X_train = torch.from_numpy(X_train.astype(np.float32)).to(dev)
print(f'X_train on Cuda? {X_train.is_cuda}')

X_test = torch.from_numpy(X_test.astype(np.float32)).to(dev)
print(f'X_test on Cuda? {X_test.is_cuda}')

Y_train = torch.from_numpy(Y_train_cpu.astype(np.float32).reshape(-1, 1)).to(dev)
print(f'Y_train on Cuda? {Y_train.is_cuda}')

Y_test = torch.from_numpy(Y_test_cpu.astype(np.float32).reshape(-1, 1)).to(dev)
print(f'Y_test on Cuda? {Y_test.is_cuda}')

n_epochs = 1000

train_losses = np.zeros(n_epochs)
test_losses = np.zeros(n_epochs)

train_accuracies = np.zeros(n_epochs)
test_accuracies = np.zeros(n_epochs)

tic = time.perf_counter()
for it in range(n_epochs):
    # zero the parameter gradients
    optimizer.zero_grad()

    # Forward pass
    outputs = model(X_train)
    loss = criterion(outputs, Y_train)

    p_train = torch.round(outputs)
    train_acc = torch.mean((Y_train == p_train).type(torch.float32))

    # Backward and optimize
    loss.backward()
    optimizer.step()

    # Get test loss
    outputs_test = model(X_test)
    lost_test = criterion(outputs_test, Y_test)

    p_test = torch.round(outputs_test)
    test_acc = torch.mean((Y_test == p_test).type(torch.float32))

    # Save losses
    train_losses[it] = loss.item()
    test_losses[it] = lost_test.item()
    train_accuracies[it] = train_acc
    test_accuracies[it] = test_acc

    if (it + 1) % 50 == 0:
        print(f'Epoch {it + 1}/{n_epochs}, '
              f'Train Loss: {loss.item():.4f}, acc: {train_acc:.4f}; '
              f'Test Lost: {lost_test.item():.4f}, acc: {test_acc:.4f}')

toc = time.perf_counter()
print(f'Elapse time: {toc - tic:0.4f} seconds')

# Plot the train loss and test loss per iteration
plt.plot(train_losses, label='train loss')
plt.plot(test_losses, label='test loss')
plt.legend()
plt.show()

# Plot the train acc and test acc per iteration
plt.plot(train_accuracies, label='train acc')
plt.plot(test_accuracies, label='test acc')
plt.legend()
plt.show()

I would guess you won’t be able to easily speed up the training for a single linear layer, as you should be running into the overheads in the dispatcher as well as the launch of the kernel.
Try to increase the workload (e.g. via the batch size or a larger model) and you should most likely see benefits on the GPU. Also, your code doesn’t synchronize the device, so the profile could also be invalid. Use the aforementioned bottleneck util to profile the model instead.

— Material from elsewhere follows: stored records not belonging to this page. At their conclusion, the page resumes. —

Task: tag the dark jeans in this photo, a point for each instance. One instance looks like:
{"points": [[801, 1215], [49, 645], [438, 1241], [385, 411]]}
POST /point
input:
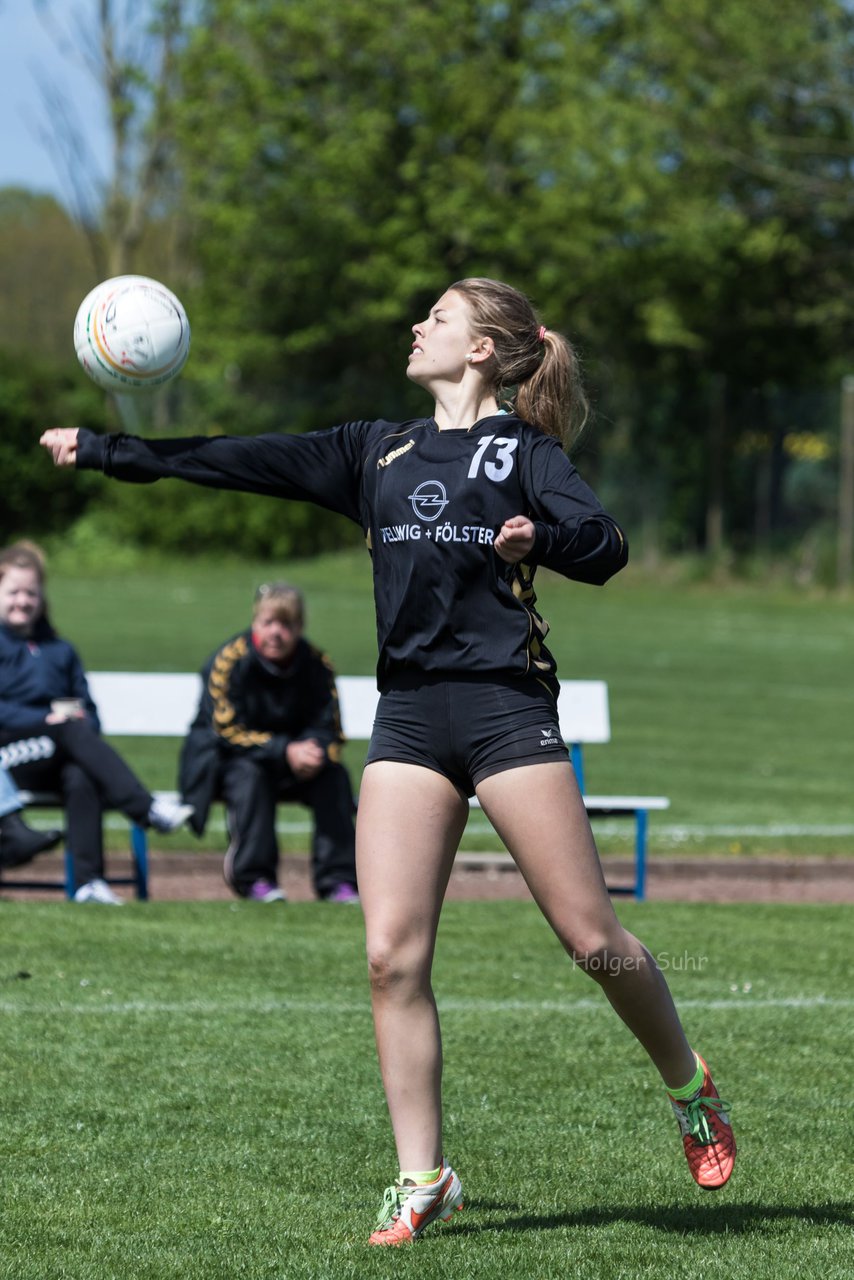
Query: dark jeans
{"points": [[251, 790], [73, 759]]}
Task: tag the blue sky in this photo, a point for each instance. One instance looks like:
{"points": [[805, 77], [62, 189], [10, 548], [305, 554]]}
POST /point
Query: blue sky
{"points": [[27, 51]]}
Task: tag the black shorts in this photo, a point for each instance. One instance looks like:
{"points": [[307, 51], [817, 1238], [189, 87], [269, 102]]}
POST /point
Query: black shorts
{"points": [[467, 728]]}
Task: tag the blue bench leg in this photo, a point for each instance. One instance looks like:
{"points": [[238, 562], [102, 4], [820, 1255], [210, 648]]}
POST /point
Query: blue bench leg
{"points": [[140, 849], [640, 855]]}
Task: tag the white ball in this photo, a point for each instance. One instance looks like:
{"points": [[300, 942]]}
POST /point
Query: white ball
{"points": [[131, 334]]}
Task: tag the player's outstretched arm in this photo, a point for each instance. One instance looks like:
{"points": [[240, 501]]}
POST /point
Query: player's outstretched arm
{"points": [[60, 443]]}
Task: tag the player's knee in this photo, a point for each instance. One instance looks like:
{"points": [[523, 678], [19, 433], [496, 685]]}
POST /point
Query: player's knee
{"points": [[603, 955], [394, 968]]}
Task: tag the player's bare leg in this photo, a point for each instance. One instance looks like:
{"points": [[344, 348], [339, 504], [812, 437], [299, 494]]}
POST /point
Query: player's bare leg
{"points": [[407, 830], [551, 840]]}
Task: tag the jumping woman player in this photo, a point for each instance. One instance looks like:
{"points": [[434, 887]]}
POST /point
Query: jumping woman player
{"points": [[459, 510]]}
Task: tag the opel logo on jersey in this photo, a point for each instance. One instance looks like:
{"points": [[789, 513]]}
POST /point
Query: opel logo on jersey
{"points": [[429, 499]]}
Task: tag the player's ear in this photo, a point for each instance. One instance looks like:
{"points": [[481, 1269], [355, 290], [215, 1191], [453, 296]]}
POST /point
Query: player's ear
{"points": [[484, 348]]}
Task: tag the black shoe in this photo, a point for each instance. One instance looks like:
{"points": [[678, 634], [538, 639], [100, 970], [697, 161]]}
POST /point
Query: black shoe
{"points": [[19, 842]]}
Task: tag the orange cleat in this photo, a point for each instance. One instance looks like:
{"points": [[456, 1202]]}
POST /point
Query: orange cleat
{"points": [[407, 1208], [707, 1136]]}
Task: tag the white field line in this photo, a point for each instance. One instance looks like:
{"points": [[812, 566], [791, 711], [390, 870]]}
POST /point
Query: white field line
{"points": [[663, 831], [469, 1005]]}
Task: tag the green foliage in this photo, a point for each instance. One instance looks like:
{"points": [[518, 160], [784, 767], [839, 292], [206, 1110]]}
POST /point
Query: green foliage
{"points": [[736, 702], [44, 275], [193, 1093], [35, 394], [671, 183]]}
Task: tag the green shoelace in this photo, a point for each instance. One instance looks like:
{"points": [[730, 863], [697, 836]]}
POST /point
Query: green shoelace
{"points": [[392, 1197], [698, 1120]]}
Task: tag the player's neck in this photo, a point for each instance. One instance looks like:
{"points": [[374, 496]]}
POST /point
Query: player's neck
{"points": [[460, 407]]}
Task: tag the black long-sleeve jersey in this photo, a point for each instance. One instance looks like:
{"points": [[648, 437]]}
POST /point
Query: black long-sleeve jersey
{"points": [[430, 504]]}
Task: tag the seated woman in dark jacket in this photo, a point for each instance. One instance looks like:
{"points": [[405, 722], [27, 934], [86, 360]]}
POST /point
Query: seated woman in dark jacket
{"points": [[49, 727], [268, 730]]}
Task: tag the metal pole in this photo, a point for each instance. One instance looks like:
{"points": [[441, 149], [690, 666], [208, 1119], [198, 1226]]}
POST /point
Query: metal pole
{"points": [[845, 543]]}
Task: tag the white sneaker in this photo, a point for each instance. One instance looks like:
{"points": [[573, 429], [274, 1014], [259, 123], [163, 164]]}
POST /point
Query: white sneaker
{"points": [[167, 814], [97, 891]]}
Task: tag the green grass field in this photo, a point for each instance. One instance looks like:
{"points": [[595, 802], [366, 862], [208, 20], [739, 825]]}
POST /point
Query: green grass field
{"points": [[191, 1092], [735, 702]]}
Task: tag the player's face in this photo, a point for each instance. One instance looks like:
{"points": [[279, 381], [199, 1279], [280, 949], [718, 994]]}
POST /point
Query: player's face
{"points": [[442, 342], [21, 599], [273, 636]]}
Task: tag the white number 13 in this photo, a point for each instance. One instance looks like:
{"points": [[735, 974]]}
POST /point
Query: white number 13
{"points": [[501, 469]]}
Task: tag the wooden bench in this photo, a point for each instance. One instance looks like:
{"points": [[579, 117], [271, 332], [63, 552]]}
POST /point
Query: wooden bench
{"points": [[145, 704]]}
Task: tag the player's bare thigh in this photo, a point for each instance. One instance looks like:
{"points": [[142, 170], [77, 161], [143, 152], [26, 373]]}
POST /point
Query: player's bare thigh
{"points": [[407, 830], [539, 814]]}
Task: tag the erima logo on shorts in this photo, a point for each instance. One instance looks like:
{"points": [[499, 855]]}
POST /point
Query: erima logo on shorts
{"points": [[429, 499]]}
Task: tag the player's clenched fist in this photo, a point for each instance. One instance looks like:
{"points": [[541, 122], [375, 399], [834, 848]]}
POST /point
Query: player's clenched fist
{"points": [[62, 444], [515, 539]]}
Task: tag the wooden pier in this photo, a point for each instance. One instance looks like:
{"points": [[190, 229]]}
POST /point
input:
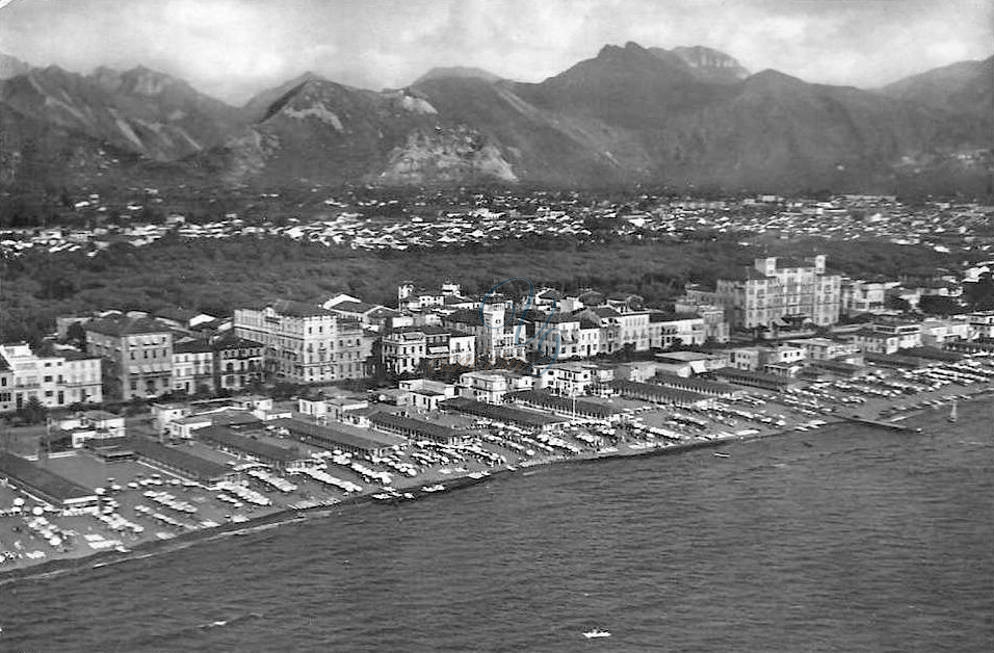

Thanks for the quick reply.

I’m familiar with C# thread synchronization but I’m new to processing code/data on the GPU, so at what point(s) would you recommend I synchronizes at?

Since CUDA operations are executed asynchronously, you would need to synchronize the code before starting and stopping each timer via torch.cuda.synchronize(). Also, you should add warmup iterations to make sure the GPU is not in IDLE mode anymore. The bottleneck utility does all that for you and is thus a generally safer way.
In any case, I don’t think the results would be different, as the workload is tiny.

Ah, didn’t think about sychronizing before the start and stop timer. I was thinking just after the two acc = torch.mean(...) calls but couldn’t see why that would be needed.

I know this example is like a ‘DL Hello World’ app but a lot can still be learned by it. Like installing the right version of pytorch for my video card and learning how and what can be moved to the GPU.

I have also ran the torch.utils.bottleneck and have looked at the output but so far have not figured out how to full read or understand it. Are there any good examples or tutorials on how to read the output?

Like what does Self mean as in Self CPU %, Self CPU and Self CUDA?

I’ve also observed that even with device set to ‘cpu’ I see see that the code spent 80us in the GPU calling things like: aten:: binary_cross_entropy, mean, div_ and the Optimizer.step#Adam.step etc but only once per method. Is this part of the GPU warn up code, eventhough the code isn’t using it?

Yeah, that’s a great example to get started.

I’m really sorry for the confusion and for mixing up the utilities, but I was talking about torch.utils.benchmark, not bottleneck.